Kuschelpelz war ihr in den Sinn gekommen, als sich die beiden in einem Lagerhaus zwischen Kisten auf engstem Raum vor ein paar übereifrigen Sicherheitsbeamten hatten verstecken müssen. Das längere Fell an Rücken und Armaußenseiten war zwar derb, das kurze der Innenseiten und seines Gesichtes jedoch so samtweich wie ein engelverdammtes Seidentuch! Babes inneres Mädchen war bei diesem wolkigen Flauschgefühl geradezu eskaliert.

»Ich will nur etwas Zeit mit dem Wesen verbringen, das mich die Bedeutsamkeit der Nicht-Namen lehrte und mir damit ein ganz neues Maß an Freiheit ermöglichte«, erklärte Babe feierlich.

»Is‘ klar«, erwiderte Wolf und zog kurz die Lefzen auf einer Seite hoch.
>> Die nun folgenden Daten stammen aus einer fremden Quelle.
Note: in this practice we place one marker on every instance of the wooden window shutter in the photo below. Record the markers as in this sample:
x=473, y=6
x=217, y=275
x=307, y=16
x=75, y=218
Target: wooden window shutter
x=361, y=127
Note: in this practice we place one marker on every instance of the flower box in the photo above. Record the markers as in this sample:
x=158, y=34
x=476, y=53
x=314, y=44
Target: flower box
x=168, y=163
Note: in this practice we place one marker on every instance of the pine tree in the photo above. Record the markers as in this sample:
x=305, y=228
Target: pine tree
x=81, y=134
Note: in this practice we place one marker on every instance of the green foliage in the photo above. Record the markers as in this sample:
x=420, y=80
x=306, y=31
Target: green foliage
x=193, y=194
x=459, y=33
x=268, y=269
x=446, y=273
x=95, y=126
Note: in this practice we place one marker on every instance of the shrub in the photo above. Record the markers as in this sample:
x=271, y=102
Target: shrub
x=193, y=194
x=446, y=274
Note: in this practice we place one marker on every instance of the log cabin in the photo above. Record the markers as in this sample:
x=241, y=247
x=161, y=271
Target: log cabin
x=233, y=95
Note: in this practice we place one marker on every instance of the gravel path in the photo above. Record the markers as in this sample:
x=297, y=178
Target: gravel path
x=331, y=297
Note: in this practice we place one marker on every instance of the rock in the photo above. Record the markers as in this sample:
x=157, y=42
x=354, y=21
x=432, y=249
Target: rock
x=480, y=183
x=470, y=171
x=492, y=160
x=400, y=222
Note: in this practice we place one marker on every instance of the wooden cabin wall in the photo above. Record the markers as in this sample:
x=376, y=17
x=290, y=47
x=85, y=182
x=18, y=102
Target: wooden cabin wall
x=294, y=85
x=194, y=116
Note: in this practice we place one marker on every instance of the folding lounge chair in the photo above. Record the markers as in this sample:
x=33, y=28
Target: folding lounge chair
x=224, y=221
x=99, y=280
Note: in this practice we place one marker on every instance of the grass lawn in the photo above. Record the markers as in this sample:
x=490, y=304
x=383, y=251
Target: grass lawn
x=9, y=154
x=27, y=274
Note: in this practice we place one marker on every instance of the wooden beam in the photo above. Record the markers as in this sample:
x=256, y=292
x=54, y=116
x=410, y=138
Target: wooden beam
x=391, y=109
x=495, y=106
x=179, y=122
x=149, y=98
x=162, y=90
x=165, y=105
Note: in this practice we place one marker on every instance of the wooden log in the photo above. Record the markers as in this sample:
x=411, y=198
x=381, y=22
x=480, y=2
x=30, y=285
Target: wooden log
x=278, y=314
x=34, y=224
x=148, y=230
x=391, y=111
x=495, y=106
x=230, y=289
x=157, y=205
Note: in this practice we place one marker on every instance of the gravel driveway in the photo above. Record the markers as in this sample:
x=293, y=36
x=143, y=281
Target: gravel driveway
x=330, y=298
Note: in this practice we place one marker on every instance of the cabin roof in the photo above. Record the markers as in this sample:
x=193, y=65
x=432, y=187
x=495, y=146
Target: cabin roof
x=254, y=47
Er wandte sich ab und schnappte sich seine Kleidung. Die breite Linie aus längeren Haaren, welche zwischen den Ohren begann und sich seine Wirbelsäule bis zum wadenlangen Schweif zog, verschwand unter einem navygrünen Shirt. Dessen Ärmel hatte Wolf kurzerhand abgerissen. Als er seinen wuchtigen Plattengürtel durch die Gürtelschlaufen seiner wadenlangen Hose zog und die Gurte der Beintasche festzurrte, versuchte er es erneut.

»Also?«, fragte er.

»Lass uns Billard spielen, wie in den alten Zeiten. Bisschen über die Vergangenheit plaudern«, schlug sie vor, während sie mit dem Finger imaginäre Kreise auf den Teppich zeichnete und begann eine Melodie zu summen.

Wolf war mit den Pfoten in seine großen, schwarzen Stiefel gestiegen und die seitlichen Metallverschlüsse zogen sich mit einem Zischen automatisiert zu. Nachdem er schweigend seine Hände in fingerlose, unterarmlange Handschuhe gesteckt und die drei großen Metallschnallen festgezurrt hatte, trat er geradewegs zu Babe. Sie hörte auf zu summen, blickte auf und lächelte unschuldig. Wolf hockte sich vor sie und berührte fast mit seiner Nase die ihrige.

»Was. Ist. Los.«, flüsterte er, bekräftigt von einem ungeduldigen Grollen.

»Schon gut«, seufzte Babe und hob ihre Hände. »Ich erklär‘s dir beim Billard, okay?«

»Meinetwegen«, stimmte er zu, erhob sich wieder und trat zu einem der Tücher an der Wand.

Er läuft anders als früher, stellte Babe fest. Seine Haltung ist aufrecht, nicht mehr so, wie ich ihn vor Jahren am Schokoladenautomaten kennengelernt habe.

»Ich weiß, dass ich dich beim Billard unmöglich schlagen kann. Wir spielen ohne Einsatz«, sprach er und starrte kurz frustriert die Wand an.

»Sicher!« Babe klatschte erfreut in ihre Hände und sprang auf. »Ich spendiere die Tischmiete und geb‘ einen aus.«

Wolf griff unter den Dekostoff, packte zu und zog einen langen, gekrümmten Breitsäbel in einer schlichten Synth-Schutzschiene hervor. Er klickte es an die taschenlose Seite seines Gürtels, trottete zum Ausgang und fuhr sich mit der Pranke über seine Stirn, sodass seine Ohren seitlich abstanden.

»Warum habe ich nur das Gefühl, dass ich heute nicht nur beim Billard verlieren werde …«, raunte er leise vor sich hin.